Our list of to-dos at work can often feel daunting, but Rosenberg says we tend to put additional stressors onto ourselves by adding “should” statements to our tasks. “Your internal dialogue is full of statements that include the words ‘should,’ ‘ought to,’ or ‘must,’” she explains. “These words sting — using them frequently can result in feelings of frustration and anger.” Instead of telling yourself you should be doing everything at once, be selective about your self-talk, and remind yourself that it’s OK to take some pressure off of yourself.

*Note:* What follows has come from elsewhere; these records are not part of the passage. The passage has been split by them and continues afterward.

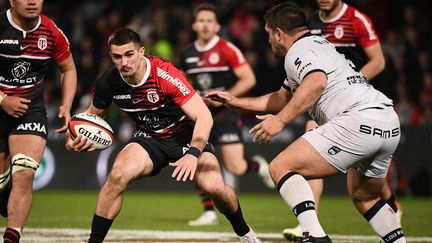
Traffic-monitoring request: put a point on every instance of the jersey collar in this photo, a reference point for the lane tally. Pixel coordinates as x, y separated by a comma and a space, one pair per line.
9, 17
209, 45
338, 16
146, 75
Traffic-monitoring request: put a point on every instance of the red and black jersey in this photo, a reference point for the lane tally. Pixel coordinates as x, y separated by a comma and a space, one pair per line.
350, 31
154, 104
24, 56
211, 67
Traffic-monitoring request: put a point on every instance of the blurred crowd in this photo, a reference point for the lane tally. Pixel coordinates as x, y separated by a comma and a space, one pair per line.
165, 25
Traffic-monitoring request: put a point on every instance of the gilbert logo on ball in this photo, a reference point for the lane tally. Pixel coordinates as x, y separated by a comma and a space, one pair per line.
94, 128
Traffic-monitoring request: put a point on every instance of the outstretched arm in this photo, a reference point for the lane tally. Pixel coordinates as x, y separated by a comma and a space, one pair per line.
198, 112
269, 103
305, 96
376, 62
81, 143
69, 84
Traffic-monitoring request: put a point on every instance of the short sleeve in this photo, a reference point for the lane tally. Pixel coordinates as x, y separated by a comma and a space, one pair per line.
364, 30
174, 84
302, 62
234, 56
102, 97
62, 50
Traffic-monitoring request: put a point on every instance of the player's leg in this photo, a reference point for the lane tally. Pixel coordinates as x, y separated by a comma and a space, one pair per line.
365, 194
316, 185
26, 152
388, 196
5, 182
290, 169
130, 164
210, 179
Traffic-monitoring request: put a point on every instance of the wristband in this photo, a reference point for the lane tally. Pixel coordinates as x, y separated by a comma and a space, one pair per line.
2, 97
194, 151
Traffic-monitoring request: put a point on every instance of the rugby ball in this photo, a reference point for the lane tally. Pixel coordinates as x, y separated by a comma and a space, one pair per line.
94, 128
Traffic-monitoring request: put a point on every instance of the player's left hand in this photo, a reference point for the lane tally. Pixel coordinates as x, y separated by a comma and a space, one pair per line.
185, 167
63, 114
267, 129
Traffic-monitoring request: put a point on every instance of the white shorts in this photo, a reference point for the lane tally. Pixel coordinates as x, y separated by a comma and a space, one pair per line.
365, 140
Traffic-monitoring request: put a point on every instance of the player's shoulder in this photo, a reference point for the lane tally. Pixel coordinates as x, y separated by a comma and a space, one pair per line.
49, 24
111, 75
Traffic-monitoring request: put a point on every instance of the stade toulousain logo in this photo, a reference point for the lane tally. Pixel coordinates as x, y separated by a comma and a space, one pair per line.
152, 96
42, 43
20, 69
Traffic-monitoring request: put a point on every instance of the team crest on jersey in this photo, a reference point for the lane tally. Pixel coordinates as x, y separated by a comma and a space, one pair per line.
20, 69
42, 43
339, 31
152, 96
214, 58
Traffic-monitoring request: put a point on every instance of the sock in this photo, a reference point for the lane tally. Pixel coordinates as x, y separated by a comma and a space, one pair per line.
237, 222
11, 235
100, 227
384, 222
297, 193
253, 165
391, 201
206, 200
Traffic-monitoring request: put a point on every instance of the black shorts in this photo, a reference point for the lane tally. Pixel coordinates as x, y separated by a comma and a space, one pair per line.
165, 150
34, 122
226, 127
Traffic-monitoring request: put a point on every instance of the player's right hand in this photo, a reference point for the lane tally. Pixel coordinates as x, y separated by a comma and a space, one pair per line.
223, 97
79, 144
15, 106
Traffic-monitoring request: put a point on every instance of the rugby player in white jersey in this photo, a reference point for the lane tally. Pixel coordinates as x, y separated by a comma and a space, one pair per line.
358, 128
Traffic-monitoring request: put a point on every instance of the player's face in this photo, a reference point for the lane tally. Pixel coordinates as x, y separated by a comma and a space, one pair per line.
127, 58
277, 47
327, 5
206, 25
28, 10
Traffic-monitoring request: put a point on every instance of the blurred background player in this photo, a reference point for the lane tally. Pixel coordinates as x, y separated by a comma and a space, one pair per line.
29, 41
172, 128
213, 63
353, 34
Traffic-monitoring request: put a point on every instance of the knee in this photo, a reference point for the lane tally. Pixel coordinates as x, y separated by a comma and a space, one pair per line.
24, 169
117, 179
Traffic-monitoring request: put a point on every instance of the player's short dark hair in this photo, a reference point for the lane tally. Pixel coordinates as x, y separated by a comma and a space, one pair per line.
286, 16
124, 36
205, 7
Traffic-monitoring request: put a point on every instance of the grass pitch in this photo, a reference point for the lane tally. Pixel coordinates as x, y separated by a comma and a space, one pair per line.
266, 213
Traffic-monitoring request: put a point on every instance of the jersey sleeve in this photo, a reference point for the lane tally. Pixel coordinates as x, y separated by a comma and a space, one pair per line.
302, 62
364, 30
62, 49
102, 96
175, 85
234, 56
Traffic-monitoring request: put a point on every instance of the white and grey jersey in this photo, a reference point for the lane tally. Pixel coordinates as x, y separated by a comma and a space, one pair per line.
347, 89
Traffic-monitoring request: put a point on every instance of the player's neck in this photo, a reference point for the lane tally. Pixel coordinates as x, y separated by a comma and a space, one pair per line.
327, 15
24, 24
204, 42
139, 75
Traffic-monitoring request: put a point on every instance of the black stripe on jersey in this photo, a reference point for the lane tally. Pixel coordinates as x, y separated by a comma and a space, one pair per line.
315, 70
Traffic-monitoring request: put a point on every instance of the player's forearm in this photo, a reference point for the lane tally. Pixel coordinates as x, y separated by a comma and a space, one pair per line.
242, 86
69, 84
269, 103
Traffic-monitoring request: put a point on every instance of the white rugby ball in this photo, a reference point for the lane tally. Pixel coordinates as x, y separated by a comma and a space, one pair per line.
96, 129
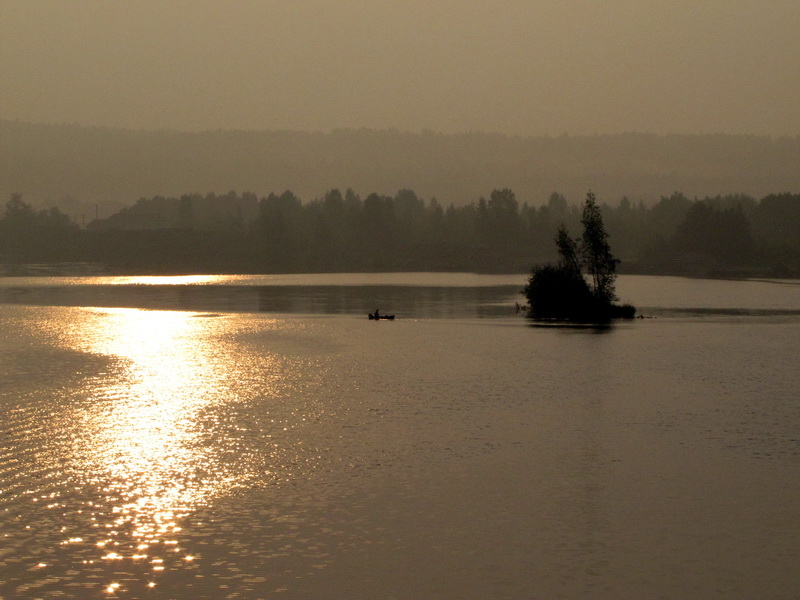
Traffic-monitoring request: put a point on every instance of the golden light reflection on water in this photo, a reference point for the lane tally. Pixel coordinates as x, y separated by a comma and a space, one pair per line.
146, 438
167, 279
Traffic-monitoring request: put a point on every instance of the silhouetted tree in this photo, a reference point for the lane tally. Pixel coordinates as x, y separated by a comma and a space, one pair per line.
599, 261
561, 291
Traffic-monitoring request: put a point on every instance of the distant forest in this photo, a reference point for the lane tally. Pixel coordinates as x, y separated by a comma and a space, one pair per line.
89, 171
723, 236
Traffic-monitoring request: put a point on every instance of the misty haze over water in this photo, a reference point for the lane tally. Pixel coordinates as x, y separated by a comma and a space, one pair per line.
209, 436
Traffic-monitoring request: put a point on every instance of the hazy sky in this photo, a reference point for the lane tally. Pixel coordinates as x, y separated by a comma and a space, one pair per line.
517, 67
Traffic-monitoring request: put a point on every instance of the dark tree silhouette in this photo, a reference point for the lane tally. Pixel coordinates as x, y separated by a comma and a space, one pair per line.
561, 292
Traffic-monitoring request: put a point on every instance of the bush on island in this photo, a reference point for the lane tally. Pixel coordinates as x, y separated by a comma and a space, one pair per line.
561, 292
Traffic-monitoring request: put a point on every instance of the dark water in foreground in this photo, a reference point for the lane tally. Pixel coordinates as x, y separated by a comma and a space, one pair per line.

It’s common for people to reject positive statements at work by insisting they “don’t count,” Rosenberg says. (This is also why it can be difficult to accept compliments.) When your boss gives you a compliment, for example, you may disqualify the praise because you underplay your own capability. Instead of buying into that, make the effort to get a fresh perspective. “Whenever you disqualify the positive, you’re wrongly reinforcing negative beliefs about yourself and your world,” Rosenberg says. “Take a little time to imagine what your life would be like if you believed the words were true.” If you’re having trouble envisioning this for yourself, writing in a journal can help you see your qualities through a more objective and compassionate lens.